To address this differential expression, possible factors including cell cold treatment and peptide loading as well as β2-m expression were investigated. Previous studies pointed out that incubation with binding peptides and cell cold treatment could increase cell surface density of some MHC molecules 21,28. We therefore tested whether this might also be the case with HLA-G on 5-AC treated OCM-1A cells. Three different exogenous peptides were introduced according to previous reports. KIPAQFYIL and KGGAQFYIL are the HLA-G binding peptides with high and medium affinity respectively which could stabilize and increase the HLA-G cell surface expression 29. At the same time, an HLA-G irrelative peptide KGGAQFYIG was introduced as a negative control. Our data showed that the density of HLA-G on the cell surface didn't enhance upon incubation with these three peptides or the cold treatment, indicating these factors are not involved in the HLA-G cell surface expression. This seems discrepant with the previous study 29 that these two particular peptides could enhance HLA-G stability on the cell surface. One possible explanation is that before transported to the cell surface, most of the HLA-G without optimal peptides was degraded in ER and thus failed to reach cell surface.

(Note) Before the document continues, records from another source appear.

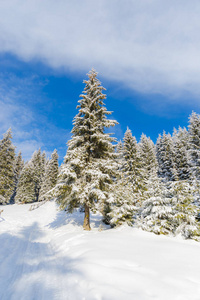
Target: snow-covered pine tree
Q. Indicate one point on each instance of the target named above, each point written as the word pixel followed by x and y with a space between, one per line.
pixel 132 164
pixel 194 143
pixel 120 154
pixel 181 158
pixel 50 176
pixel 25 192
pixel 148 160
pixel 185 211
pixel 156 211
pixel 87 171
pixel 124 203
pixel 165 156
pixel 7 160
pixel 38 160
pixel 18 166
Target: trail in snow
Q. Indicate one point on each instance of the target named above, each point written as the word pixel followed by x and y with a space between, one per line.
pixel 46 255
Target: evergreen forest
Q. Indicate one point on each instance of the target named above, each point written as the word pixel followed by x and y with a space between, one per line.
pixel 155 187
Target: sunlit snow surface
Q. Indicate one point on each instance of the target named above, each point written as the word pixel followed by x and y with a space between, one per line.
pixel 46 255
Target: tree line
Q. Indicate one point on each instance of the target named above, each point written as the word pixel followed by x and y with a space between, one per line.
pixel 155 187
pixel 25 182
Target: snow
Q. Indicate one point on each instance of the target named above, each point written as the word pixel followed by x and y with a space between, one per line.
pixel 45 255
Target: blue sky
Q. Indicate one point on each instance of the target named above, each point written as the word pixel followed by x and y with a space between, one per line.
pixel 147 54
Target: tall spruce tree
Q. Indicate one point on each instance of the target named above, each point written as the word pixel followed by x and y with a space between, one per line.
pixel 7 161
pixel 87 171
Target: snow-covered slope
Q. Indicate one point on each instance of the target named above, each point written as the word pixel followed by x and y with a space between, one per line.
pixel 46 255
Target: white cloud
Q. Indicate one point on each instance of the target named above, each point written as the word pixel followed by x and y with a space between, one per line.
pixel 31 130
pixel 149 45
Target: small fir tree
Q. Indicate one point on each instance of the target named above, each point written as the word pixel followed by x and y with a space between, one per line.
pixel 38 160
pixel 18 166
pixel 156 212
pixel 50 176
pixel 7 161
pixel 166 157
pixel 194 143
pixel 181 158
pixel 185 211
pixel 25 192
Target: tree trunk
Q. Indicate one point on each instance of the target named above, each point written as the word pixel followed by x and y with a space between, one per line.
pixel 86 224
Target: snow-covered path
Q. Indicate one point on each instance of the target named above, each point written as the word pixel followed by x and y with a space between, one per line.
pixel 46 255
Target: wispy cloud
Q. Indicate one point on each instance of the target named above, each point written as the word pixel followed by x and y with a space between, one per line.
pixel 31 130
pixel 149 45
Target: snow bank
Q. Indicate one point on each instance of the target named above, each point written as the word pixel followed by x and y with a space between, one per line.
pixel 46 255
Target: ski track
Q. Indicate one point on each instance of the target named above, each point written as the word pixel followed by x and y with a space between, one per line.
pixel 25 262
pixel 46 255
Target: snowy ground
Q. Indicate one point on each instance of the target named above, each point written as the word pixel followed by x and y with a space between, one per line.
pixel 46 255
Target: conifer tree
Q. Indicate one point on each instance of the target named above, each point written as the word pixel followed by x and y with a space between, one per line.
pixel 132 164
pixel 50 176
pixel 194 143
pixel 38 160
pixel 185 211
pixel 87 171
pixel 148 160
pixel 181 158
pixel 18 166
pixel 124 203
pixel 156 212
pixel 165 156
pixel 25 192
pixel 7 160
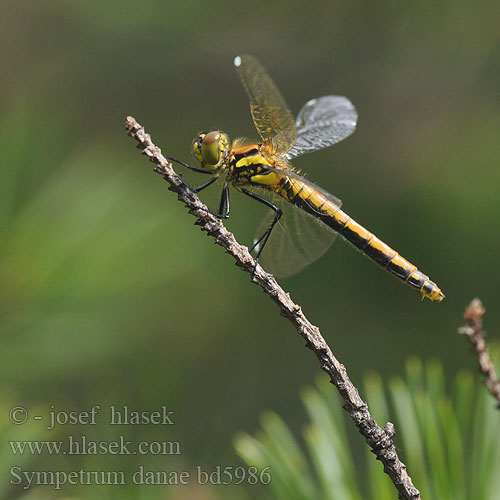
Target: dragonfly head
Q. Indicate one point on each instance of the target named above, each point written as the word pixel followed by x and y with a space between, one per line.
pixel 211 149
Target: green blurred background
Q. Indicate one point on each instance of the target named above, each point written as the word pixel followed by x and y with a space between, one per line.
pixel 110 295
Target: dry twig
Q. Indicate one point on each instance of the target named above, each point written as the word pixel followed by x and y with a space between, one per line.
pixel 380 440
pixel 473 328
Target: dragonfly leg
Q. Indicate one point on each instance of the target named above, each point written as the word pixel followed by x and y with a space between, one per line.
pixel 224 211
pixel 261 242
pixel 199 188
pixel 194 169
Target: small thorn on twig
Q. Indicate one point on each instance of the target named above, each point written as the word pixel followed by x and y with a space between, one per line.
pixel 473 329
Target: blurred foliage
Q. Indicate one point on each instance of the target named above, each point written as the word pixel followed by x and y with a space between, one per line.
pixel 450 444
pixel 108 293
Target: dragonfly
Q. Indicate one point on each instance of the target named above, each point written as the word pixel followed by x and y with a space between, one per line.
pixel 289 239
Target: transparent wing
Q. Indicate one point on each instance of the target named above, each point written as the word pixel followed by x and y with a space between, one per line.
pixel 270 113
pixel 296 241
pixel 322 122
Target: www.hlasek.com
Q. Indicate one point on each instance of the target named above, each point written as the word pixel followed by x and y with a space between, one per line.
pixel 217 476
pixel 80 445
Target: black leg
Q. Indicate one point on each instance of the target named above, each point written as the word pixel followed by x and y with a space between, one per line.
pixel 199 188
pixel 224 211
pixel 261 242
pixel 194 169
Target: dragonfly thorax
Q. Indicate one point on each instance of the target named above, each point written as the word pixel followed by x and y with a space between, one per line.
pixel 211 149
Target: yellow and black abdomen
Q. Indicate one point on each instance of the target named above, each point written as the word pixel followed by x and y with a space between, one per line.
pixel 319 205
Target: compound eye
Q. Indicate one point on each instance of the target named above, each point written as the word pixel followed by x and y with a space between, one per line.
pixel 212 147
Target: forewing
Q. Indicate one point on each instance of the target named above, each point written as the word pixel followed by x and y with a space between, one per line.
pixel 322 122
pixel 270 113
pixel 296 241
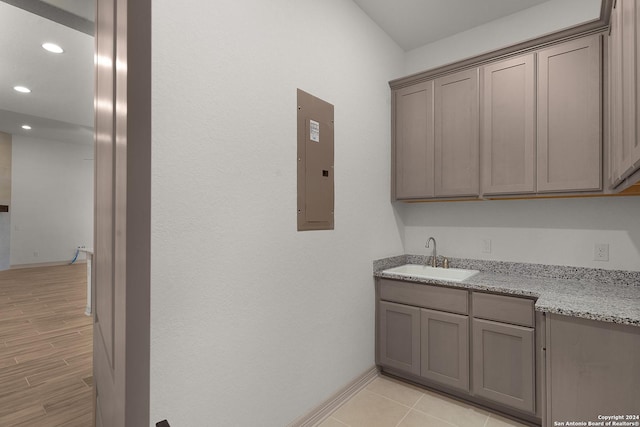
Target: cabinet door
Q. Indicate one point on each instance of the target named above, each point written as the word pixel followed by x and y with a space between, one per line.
pixel 592 369
pixel 444 352
pixel 399 337
pixel 508 126
pixel 457 134
pixel 503 364
pixel 414 141
pixel 569 123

Folding and assembly of HLA molecules are critical for the regulation of their cell surface expression which is controlled by β2-m and a variety of accessory proteins including chaperones 30,31. However, β2-m could not contribute to the low HLA-G cell surface expression on OCM-1A cells because HLA class I antigens are normally expressed on the untreated OCM-1A cells as the FACS result revealed (Fig. 6), and this was confirmed with β2-m mAb L383 as Western blot data shown (Fig. 9). We then focused on the antigen processing machinery (APM) components in the regulation of HLA-G cell surface expression. In this study, APM components including TAP1, TAP2, LMP2, LMP10, ERp57, tapasin, calnexin and calreticulin were analyzed in the untreated, 5-d treated with 5-AC OCM-1A cells and the JEG-3 cells. Results indicated that tapasin and calreticulin are absent in the untreated OCM-1A cells. However, TAP1, TAP2, LMP2 and tapasin were increased in the OCM-1A cells following the treatment with 5-AC. To be noted, calreticulin is absent both in untreated and in 5-AC treated OCM-1A cells, while it is highly expressed in the JEG-3 cells. The role of calreticulin in class I assembly was recently evaluated with fibroblast cells derived from mouse embryos that carry a lethal, homozygous mutation in their calreticulin gene 32. Class I molecules in these cells impaired to load with optimal peptide ligands and thus moderately reduced class I cell surface levels, raising the hypothesis that calreticulin is vital to the HLA-G cell surface expression and this might be the answer to the different cell surface expression of HLA-G between treated OCM-1A cells and JEG-3 cells.

Taken together, our work highlights the epigenetic mechanisms, such as DNA methylation, involved in the modulation of HLA-G gene expression in the melanoma cell line OCM-1A which shed a new light to explain the differential HLA-G expression between the surgical removed lesions and long-cultured cell lines. Furthermore, we hypothesized that the HLA-G cell surface expression is calreticulin dependent in the 5-AC treated OCM-1A cells while the HLA-G binding peptide and cell cold treatment are not involved in the HLA-G cell surface stabilization. The calreticulin restoration is necessary to evaluate whether this application enhances the HLA-G cell surface expression on the 5-AC treated OCM-1A cells.